1

We currently have a Squid Proxy server setup on our network, a high school. We are sending all traffic from student devices (iPads) through the proxy, both internally and externally. Traffic gets sent to our Firewall, and then from there, passed on to the proxy server. The proxy server then sends the traffic through our internet filter, which is also at the Firewall level.

The setup seems to work fine for all websites, except Google. When Google searching, I am redirected to ipv4.google.com when we are required to enter a CAPTCHA to continue searching. Google thinks that there is unusual activity when going through the proxy server.

Is there a way around this? Is there a better way to do our proxy so that Google doesn't see it as unusual activity? Another option would maybe be to not have any traffic from Google go through our proxy, but I'm not sure how to do this.
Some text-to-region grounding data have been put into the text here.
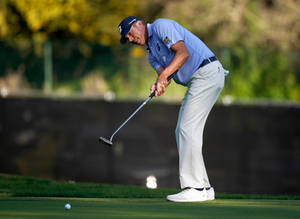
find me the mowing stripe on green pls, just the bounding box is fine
[0,174,299,200]
[0,197,300,219]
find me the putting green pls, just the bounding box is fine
[0,197,299,219]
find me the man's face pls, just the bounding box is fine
[125,21,147,46]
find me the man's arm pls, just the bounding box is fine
[150,66,167,94]
[154,40,189,96]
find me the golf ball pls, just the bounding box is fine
[64,203,71,210]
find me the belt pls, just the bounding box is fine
[199,56,217,68]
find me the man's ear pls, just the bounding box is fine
[133,21,141,26]
[135,20,143,27]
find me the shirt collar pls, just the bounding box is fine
[147,23,153,38]
[146,23,152,50]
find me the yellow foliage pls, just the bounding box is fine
[131,46,144,58]
[2,0,141,44]
[0,11,8,36]
[0,0,299,50]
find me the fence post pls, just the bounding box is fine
[44,41,53,94]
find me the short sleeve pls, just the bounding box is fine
[154,20,184,49]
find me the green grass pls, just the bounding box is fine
[1,174,300,219]
[0,197,300,219]
[0,173,299,200]
[0,174,177,198]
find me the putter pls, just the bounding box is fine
[99,72,176,146]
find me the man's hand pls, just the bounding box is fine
[155,74,168,96]
[150,74,171,97]
[150,84,156,95]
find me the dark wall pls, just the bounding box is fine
[0,97,299,194]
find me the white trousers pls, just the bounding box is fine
[175,61,225,189]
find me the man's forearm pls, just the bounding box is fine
[153,41,189,96]
[156,66,165,75]
[159,41,189,80]
[156,66,172,86]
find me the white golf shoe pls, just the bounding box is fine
[206,187,215,200]
[166,188,207,202]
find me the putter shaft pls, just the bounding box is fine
[109,95,153,142]
[99,71,176,146]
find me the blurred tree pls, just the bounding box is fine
[0,0,141,46]
[0,0,299,49]
[152,0,300,50]
[0,0,299,100]
[151,0,300,100]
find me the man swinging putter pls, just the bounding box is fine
[118,16,228,202]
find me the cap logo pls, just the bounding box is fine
[128,18,137,25]
[118,26,122,34]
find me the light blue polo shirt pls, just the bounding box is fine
[147,19,215,86]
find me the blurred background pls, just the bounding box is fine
[0,0,299,100]
[0,0,300,194]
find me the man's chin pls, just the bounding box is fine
[131,41,145,46]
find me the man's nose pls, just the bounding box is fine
[128,36,133,42]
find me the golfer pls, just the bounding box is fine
[118,16,228,202]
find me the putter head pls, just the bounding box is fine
[99,137,113,146]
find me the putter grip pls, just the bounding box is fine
[149,71,177,98]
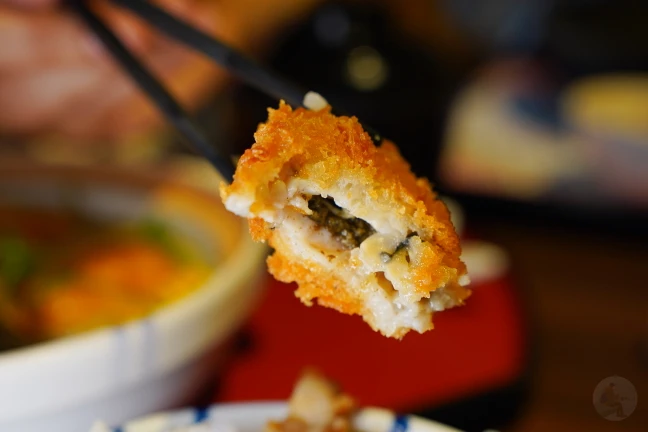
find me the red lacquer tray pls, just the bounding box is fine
[213,269,527,412]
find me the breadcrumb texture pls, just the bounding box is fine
[221,102,470,338]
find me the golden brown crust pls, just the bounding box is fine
[224,103,463,254]
[248,217,270,242]
[267,252,364,316]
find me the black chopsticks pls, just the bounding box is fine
[69,0,236,181]
[107,0,310,111]
[70,0,384,181]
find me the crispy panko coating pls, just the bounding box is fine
[221,102,470,338]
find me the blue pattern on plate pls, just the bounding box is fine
[109,405,460,432]
[194,406,210,423]
[391,415,410,432]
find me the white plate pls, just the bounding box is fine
[91,402,466,432]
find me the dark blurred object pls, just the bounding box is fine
[440,0,553,53]
[544,0,648,76]
[441,0,648,75]
[224,1,473,179]
[416,378,530,432]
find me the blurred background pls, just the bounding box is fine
[0,0,646,431]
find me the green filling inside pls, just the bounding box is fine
[307,196,375,249]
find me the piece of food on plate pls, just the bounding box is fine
[221,102,470,338]
[266,370,356,432]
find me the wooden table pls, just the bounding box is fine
[472,220,647,432]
Any help would be appreciated.

Thanks!

Alex Brady
  • 11
  • 1
  • 3
  • How frequently does each individual device see the captcha? – kasperd Aug 14 '14 at 17:29
  • It seems to be only once per session. If they put the device to sleep and get back on, it asks for the captcha again. – Alex Brady Aug 14 '14 at 19:23
  • 1
    It's good that it is only once per session. That means Google isn't punishing legitimate users from your IP, as soon as it has the information to distinguish them from whatever traffic from your IP, it finds suspicious. But Google shouldn't be able to tell if the device has been sleeping between two requests. Are you sure it isn't connected to how much time has past rather than whether the device has been sleeping? – kasperd Aug 14 '14 at 19:42
  • You are right, I'm not sure exactly what factor is causing the device to have to enter the captcha again. It very well could be time, we will have to do some more testing to find out. – Alex Brady Aug 15 '14 at 13:11

3 Answers3

1

How to use the proxy for everything but Google

If you are hijacking the traffic to send it through a "transparent" proxy, then you could configure the device doing the hijacking to not hijack the IP ranges known to belong to Google. Then those requests won't go through the proxy.

If you are rather relying on a web proxy auto detection script, then you can update the script to consider the hostname before deciding on whether to use a proxy or direct connection.

However if those requests end up all going through a single NAT instead of all through a single proxy, Google may never know the difference. It would still see all the same requests coming from a single IP, which may look equally suspicious if done through NAT or proxy.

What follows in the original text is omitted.